Liberia has a unique history of trauma that has battered her people in waves. Before a generation could recover from a brutal civil war, the Ebola virus hit them—a crisis that shook the world in its relentless ferocity.

In December 2014, the International Rescue Committee (IRC) began a program to strengthen the mental health systems and improve quality service delivery, first in Montserrado County, in communities close to the capital of Monrovia. Then, in January 2016, the IRC set out for the southeast counties of River Gee and Maryland to implement mental health activities. Sarah Nalule Lwanga, a Clinical Psychologist who is also the Mental Health and Psychosocial Manager for the IRC, was surprised to discover that there was very minimal mental health care: only four facilities in both Maryland and River Gee Counties, inconsistent supply of psychotropic drugs, no records or system for mental health services. It would be like starting from scratch.

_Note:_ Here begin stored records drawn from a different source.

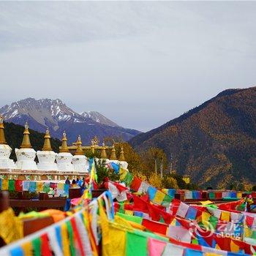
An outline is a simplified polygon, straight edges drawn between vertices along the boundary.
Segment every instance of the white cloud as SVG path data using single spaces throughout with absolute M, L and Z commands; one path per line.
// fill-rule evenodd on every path
M 255 2 L 0 2 L 0 100 L 146 130 L 255 83 Z M 15 93 L 14 93 L 15 92 Z

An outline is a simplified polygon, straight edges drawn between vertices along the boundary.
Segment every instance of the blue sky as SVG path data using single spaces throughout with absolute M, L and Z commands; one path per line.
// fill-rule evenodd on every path
M 256 2 L 1 1 L 1 105 L 59 98 L 147 131 L 256 81 Z

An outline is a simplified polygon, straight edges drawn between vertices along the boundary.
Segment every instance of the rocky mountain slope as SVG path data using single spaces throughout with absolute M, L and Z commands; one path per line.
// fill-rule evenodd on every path
M 164 125 L 133 138 L 159 147 L 173 168 L 203 187 L 256 182 L 256 87 L 226 90 Z
M 0 113 L 7 122 L 23 125 L 28 121 L 31 129 L 40 132 L 45 132 L 48 127 L 53 138 L 61 138 L 66 130 L 69 143 L 75 142 L 78 135 L 84 143 L 90 143 L 94 135 L 100 140 L 106 137 L 128 140 L 140 133 L 119 127 L 97 112 L 79 114 L 59 99 L 27 98 L 1 108 Z

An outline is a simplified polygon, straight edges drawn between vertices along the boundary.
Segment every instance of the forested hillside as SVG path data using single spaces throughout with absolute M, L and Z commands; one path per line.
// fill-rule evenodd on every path
M 256 87 L 227 90 L 130 140 L 164 150 L 173 168 L 201 186 L 256 182 Z

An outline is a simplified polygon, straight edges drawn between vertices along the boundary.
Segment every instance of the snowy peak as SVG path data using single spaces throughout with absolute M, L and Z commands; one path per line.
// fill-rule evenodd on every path
M 27 118 L 31 118 L 42 126 L 52 127 L 54 130 L 57 130 L 59 123 L 63 122 L 118 126 L 99 112 L 88 111 L 79 114 L 59 99 L 27 98 L 1 108 L 0 113 L 4 115 L 7 121 L 17 123 L 16 120 L 20 119 L 21 122 L 27 116 Z
M 29 128 L 37 132 L 45 132 L 48 127 L 52 138 L 61 139 L 65 130 L 69 143 L 79 135 L 83 143 L 91 143 L 95 135 L 102 142 L 109 137 L 129 140 L 140 133 L 119 127 L 96 111 L 78 113 L 59 99 L 27 98 L 1 108 L 0 113 L 7 122 L 24 125 L 28 121 Z
M 80 114 L 86 118 L 91 118 L 99 124 L 109 125 L 110 127 L 118 127 L 117 124 L 107 118 L 105 116 L 97 111 L 84 111 Z

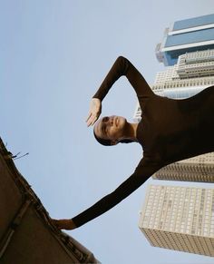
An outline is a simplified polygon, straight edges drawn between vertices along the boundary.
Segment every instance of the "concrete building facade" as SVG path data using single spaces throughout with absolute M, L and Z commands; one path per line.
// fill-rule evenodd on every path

MAF supported the IRC by providing the only flights available between the capital of Monrovia and the southeast where they work, saving days of time for staff that would otherwise be spent on the rough dirt roads of Liberia.

“We used to drive or take the UN flights, but when they closed, things changed,” Sarah explains. The UN ended their flights to Maryland County close to the time that MAF began flying in Liberia. The timing was a lifesaver for those working in the southeast – the farthest point on the worst roads.

“People started saying, ‘the only hope is MAF’.” Sarah is grateful she doesn’t have to go by car. “If you miss MAF, you take the road.”

During the Ebola outbreak, the truth was that infection and death could come from even a loving touch or an act as simple as breathing. Don’t touch. Don’t visit your mother; she is dying. Don’t breath the same air as her; leave her to die. Yes, she is in agony. Don’t clean up the blood. No, you can’t even say goodbye.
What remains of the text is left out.